The purpose of this so-called blue sky law (a state regulation designed to protect investors against fraudulent sales practices and activities) is to "protect innocent persons who might be induced to invest their money in speculative enterprises over which they have little control."
How Does the Act Protect Purchasers?
Among other actions, the Illinois Securities Law makes it a violation for any person to offer to sell any security except in accordance with the act, to sell securities when not registered, to make any false or misleading material statements in any reports filed under the act, to obtain money or property through the sale of securities by means of an untrue statement, and to circulate a prospectus while knowing that a material representation contained in the prospectus is untrue. In addition, Illinois' blue sky law protects sellers of securities by making it a violation to "engage in any transaction, practice or course of business in connection with the sale or purchase of securities which tends to work a fraud or deceit upon the purchaser or seller thereof"or to "employ any device, scheme or artifice to defraud in connection with a sale or purchase of any security, directly or indirectly."
How Can a Disgruntled Purchaser Obtain Relief under the Act?
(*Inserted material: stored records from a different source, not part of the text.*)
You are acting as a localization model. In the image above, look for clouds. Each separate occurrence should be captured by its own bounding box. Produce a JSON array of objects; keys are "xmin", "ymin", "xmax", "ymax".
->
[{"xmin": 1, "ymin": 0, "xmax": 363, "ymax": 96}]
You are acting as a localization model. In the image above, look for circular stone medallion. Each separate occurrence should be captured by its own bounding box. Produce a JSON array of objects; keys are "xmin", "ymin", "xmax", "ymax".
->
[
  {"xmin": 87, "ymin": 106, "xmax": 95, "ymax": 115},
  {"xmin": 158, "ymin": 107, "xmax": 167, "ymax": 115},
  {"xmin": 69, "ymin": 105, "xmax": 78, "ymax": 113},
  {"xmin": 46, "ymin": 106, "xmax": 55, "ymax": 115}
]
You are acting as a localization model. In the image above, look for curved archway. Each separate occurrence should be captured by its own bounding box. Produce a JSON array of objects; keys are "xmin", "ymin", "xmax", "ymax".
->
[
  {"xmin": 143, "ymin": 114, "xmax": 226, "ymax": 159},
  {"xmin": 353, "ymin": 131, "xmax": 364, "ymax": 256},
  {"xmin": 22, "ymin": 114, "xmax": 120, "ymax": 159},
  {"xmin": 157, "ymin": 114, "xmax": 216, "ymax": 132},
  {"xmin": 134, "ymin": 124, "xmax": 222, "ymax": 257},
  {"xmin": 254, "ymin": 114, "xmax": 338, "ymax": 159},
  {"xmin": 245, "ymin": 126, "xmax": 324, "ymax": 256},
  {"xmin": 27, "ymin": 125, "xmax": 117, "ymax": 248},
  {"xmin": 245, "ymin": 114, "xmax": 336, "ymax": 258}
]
Under the Illinois Securities Law, the only private remedy for a violation of the act by a disgruntled purchaser is rescission. In essence, the seller must take back the security and refund the purchaser what was originally paid for it. Therefore, a disgruntled purchaser may void the sale, at his or her election. First, however, the purchaser must provide notice of the election to void the sale within six months after he or she has knowledge that the sale is voidable (i.e., that the seller violated the Illinois Securities Law). The purchaser must give notice to each individual against whom recovery is sought, by registered or certified mail, addressed to the person to be notified at his or her last known address.
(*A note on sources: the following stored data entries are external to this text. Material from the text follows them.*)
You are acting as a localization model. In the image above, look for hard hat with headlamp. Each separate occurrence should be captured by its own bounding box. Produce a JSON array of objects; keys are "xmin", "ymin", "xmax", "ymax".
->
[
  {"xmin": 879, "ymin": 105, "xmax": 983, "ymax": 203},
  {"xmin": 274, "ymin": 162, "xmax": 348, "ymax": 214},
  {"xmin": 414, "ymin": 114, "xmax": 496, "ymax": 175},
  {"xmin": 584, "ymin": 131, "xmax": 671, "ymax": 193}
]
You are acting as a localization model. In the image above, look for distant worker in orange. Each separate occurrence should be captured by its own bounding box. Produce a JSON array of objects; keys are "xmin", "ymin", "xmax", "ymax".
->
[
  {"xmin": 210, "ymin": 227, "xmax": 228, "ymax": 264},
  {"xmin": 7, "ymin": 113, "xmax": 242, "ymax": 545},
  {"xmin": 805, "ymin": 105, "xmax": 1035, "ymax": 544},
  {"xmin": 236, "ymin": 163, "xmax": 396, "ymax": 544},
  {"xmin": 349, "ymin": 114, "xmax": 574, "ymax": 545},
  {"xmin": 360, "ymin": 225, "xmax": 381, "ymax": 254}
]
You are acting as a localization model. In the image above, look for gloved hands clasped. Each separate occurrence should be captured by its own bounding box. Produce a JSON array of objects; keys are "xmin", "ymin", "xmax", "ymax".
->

Each individual involved in the sale will be jointly and severally liable to the purchaser for the full amount paid for the security, with interest, minus any income or other amounts received by the purchaser on the security. If the purchaser no longer owns the security, he or she will be paid the difference between the cost of the security at the time of the original purchase minus the amount received when he or she subsequently sold the security.
Can the Act Also Help a Disgruntled Seller?
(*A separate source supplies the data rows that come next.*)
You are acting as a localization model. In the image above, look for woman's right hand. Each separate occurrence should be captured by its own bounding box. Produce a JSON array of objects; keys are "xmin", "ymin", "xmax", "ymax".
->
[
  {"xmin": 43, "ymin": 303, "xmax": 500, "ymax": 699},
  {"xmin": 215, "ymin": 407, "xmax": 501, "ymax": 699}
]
Under Section 13(G) of Illinois' blue sky law, "a seller can conceivably seek a remedy. That section allows "any party in interest" to bring an action for prospective relief against any person who "has engaged or is about to engage in any act or practice constituting a violation" of the act. Therefore, if you are a disgruntled seller, and you are aware that a party has violated or is going to violate the Illinois Securities Law, you can ask the court to enjoin that party from violating the act in the future. However, the act does not provide disgruntled sellers with relief for harm that has already been done, only for prospective relief.